When the filmmakers were shooting the interrogation scene, in the building next door they came across a German Sheppard guarding the building aggressively. Thinking this dog would be a perfect addition to the search party at the beginning of the film, they cast the dog "Zelda" to appear, but when it arrived, it was so happy to be outside that it did not bark or look menacing at all. The filmmakers opted to only show Zelda for a brief moment in the scene, and recorded audio of it barking while it was back guarding its territory.
Fake murder photos were taken months before principal photography. One of the photo shoots happened in during Easter Sunday in a park, where locals thought it was some ritual, others thought they stumbled on a real crime scene until the filmmakers assured the "victim" was alive and speaking.

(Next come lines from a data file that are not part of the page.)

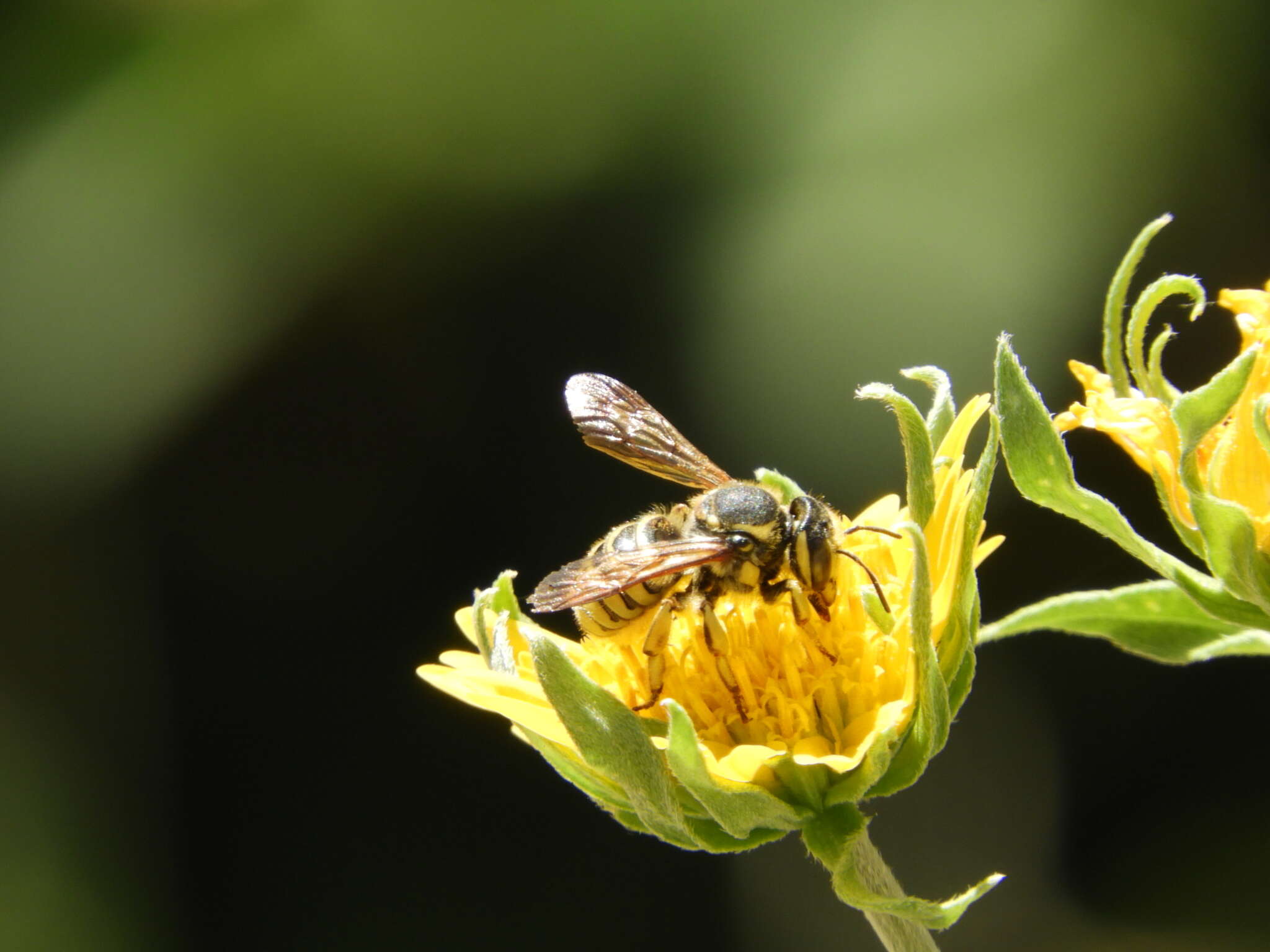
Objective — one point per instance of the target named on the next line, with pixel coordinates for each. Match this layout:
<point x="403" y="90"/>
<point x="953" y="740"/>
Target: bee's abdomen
<point x="615" y="612"/>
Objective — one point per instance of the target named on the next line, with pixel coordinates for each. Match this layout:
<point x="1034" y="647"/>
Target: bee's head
<point x="748" y="517"/>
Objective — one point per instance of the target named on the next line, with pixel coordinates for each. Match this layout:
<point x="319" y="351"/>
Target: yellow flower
<point x="821" y="695"/>
<point x="1231" y="461"/>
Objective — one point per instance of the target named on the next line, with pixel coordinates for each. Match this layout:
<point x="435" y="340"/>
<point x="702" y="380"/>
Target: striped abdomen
<point x="615" y="612"/>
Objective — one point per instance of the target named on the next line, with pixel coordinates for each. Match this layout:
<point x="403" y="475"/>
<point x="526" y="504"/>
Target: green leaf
<point x="1042" y="471"/>
<point x="943" y="410"/>
<point x="918" y="452"/>
<point x="838" y="838"/>
<point x="1153" y="620"/>
<point x="929" y="729"/>
<point x="611" y="741"/>
<point x="788" y="488"/>
<point x="1113" y="310"/>
<point x="739" y="809"/>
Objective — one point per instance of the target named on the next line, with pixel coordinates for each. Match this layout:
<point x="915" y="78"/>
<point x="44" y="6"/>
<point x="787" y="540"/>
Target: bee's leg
<point x="869" y="571"/>
<point x="654" y="649"/>
<point x="804" y="603"/>
<point x="717" y="640"/>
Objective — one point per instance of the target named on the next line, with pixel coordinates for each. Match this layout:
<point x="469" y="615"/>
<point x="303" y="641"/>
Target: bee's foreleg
<point x="717" y="641"/>
<point x="654" y="649"/>
<point x="804" y="603"/>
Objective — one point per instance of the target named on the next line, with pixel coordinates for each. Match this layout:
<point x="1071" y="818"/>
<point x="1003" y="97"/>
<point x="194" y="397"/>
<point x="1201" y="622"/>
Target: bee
<point x="734" y="536"/>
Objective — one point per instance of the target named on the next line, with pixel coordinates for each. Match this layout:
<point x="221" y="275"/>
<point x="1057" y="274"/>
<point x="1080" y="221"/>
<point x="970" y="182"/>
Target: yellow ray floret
<point x="1231" y="462"/>
<point x="821" y="692"/>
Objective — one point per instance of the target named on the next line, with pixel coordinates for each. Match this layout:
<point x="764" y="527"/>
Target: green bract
<point x="1186" y="441"/>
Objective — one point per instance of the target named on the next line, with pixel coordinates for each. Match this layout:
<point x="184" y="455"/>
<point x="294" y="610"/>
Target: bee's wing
<point x="616" y="420"/>
<point x="606" y="573"/>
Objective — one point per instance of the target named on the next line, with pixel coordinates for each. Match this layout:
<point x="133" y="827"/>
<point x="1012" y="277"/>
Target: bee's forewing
<point x="606" y="573"/>
<point x="616" y="420"/>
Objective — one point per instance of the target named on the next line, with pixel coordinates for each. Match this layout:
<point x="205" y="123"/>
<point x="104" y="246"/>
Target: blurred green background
<point x="287" y="296"/>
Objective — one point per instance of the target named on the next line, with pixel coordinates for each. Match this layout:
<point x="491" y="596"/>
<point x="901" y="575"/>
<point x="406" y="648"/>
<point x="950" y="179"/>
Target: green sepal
<point x="804" y="785"/>
<point x="1259" y="420"/>
<point x="929" y="726"/>
<point x="739" y="809"/>
<point x="959" y="632"/>
<point x="711" y="839"/>
<point x="1042" y="471"/>
<point x="1153" y="620"/>
<point x="571" y="767"/>
<point x="959" y="689"/>
<point x="610" y="739"/>
<point x="1228" y="535"/>
<point x="788" y="488"/>
<point x="1113" y="309"/>
<point x="918" y="452"/>
<point x="500" y="601"/>
<point x="939" y="418"/>
<point x="1166" y="391"/>
<point x="838" y="839"/>
<point x="1188" y="535"/>
<point x="855" y="785"/>
<point x="1148" y="382"/>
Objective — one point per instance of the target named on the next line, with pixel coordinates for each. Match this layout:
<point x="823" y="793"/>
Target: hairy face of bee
<point x="752" y="522"/>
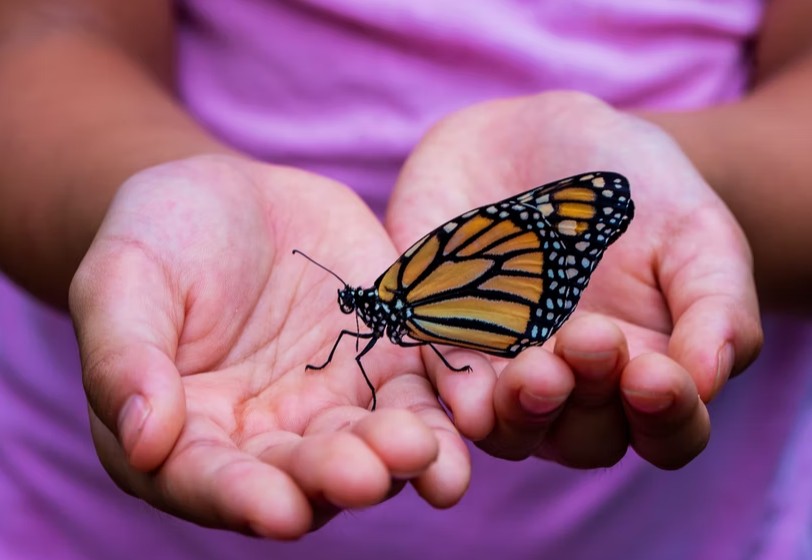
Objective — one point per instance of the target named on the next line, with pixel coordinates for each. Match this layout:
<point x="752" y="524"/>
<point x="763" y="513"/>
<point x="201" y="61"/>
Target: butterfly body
<point x="498" y="278"/>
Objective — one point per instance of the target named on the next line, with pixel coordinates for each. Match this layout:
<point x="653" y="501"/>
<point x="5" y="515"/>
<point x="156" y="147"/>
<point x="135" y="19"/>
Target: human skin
<point x="98" y="70"/>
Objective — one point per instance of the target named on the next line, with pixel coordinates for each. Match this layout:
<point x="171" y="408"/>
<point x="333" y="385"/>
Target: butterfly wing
<point x="506" y="276"/>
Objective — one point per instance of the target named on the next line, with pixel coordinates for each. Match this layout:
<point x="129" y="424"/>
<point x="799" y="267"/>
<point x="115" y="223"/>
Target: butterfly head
<point x="346" y="299"/>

Almost no ADR was used, only a few words were rerecorded - the filmmakers proffered the performance of the actors from the location much more and opted to clean up the audio as best as they could.

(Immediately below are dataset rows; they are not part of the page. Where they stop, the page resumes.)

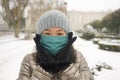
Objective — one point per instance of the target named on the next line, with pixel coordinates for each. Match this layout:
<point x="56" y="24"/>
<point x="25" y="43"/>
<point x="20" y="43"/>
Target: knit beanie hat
<point x="53" y="18"/>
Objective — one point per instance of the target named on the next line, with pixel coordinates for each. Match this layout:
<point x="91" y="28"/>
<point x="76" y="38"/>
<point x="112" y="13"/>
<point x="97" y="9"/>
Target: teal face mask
<point x="53" y="44"/>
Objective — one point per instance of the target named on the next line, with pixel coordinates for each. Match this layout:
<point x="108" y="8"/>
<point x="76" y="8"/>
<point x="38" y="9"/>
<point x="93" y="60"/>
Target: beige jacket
<point x="77" y="71"/>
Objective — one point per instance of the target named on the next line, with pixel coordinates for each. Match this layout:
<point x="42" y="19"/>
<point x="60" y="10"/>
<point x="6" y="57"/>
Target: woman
<point x="55" y="58"/>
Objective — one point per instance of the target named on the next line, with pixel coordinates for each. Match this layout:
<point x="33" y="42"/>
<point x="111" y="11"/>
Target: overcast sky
<point x="93" y="5"/>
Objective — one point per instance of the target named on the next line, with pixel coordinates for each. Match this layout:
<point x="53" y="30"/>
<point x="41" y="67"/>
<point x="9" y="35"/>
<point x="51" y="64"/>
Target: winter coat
<point x="76" y="71"/>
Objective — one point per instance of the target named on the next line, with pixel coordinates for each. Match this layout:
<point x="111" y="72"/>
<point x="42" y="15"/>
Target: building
<point x="78" y="19"/>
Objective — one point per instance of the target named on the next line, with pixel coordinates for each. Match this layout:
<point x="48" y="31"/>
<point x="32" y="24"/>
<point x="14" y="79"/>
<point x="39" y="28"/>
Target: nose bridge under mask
<point x="53" y="44"/>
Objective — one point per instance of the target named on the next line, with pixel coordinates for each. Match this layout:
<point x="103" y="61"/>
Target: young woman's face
<point x="54" y="31"/>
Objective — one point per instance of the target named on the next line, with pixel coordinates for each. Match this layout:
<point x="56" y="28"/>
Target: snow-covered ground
<point x="12" y="51"/>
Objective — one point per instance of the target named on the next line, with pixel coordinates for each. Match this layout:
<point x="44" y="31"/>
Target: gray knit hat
<point x="53" y="18"/>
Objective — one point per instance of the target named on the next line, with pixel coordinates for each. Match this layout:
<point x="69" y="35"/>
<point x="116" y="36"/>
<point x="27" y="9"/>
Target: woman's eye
<point x="60" y="34"/>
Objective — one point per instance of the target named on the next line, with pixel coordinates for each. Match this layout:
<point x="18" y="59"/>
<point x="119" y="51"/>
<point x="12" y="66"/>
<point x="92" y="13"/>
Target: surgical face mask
<point x="53" y="44"/>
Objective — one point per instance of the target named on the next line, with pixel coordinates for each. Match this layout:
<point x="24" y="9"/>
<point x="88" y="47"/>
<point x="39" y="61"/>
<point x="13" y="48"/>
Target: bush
<point x="88" y="36"/>
<point x="109" y="46"/>
<point x="96" y="40"/>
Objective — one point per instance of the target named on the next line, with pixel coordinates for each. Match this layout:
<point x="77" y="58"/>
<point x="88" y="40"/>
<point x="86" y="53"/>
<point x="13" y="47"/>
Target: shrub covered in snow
<point x="111" y="45"/>
<point x="96" y="40"/>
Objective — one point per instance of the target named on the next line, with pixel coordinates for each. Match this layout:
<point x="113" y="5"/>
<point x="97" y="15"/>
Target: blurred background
<point x="95" y="22"/>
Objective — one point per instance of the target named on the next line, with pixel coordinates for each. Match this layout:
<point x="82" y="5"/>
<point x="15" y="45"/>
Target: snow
<point x="13" y="50"/>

The dominoes were real, it took 3 days to set up because the first two days they fell over before they were filmed. Other than the scale of the setup, part of the issue was that the dominoes were wooden and made unevenly making them easy to topple. The production wanted a professional domino builder but it was out of the budget, however, the director learned they leave gaps to protect sections as they build it.
The line "remember when Winston took us under his wing? What he taught us day one?... You get a list of suspects and you go knocking on doors, and the one that asks for their lawyer right away you know they did it" - was a line that a real cop told the filmmaker, which he noted and wrote down for future use.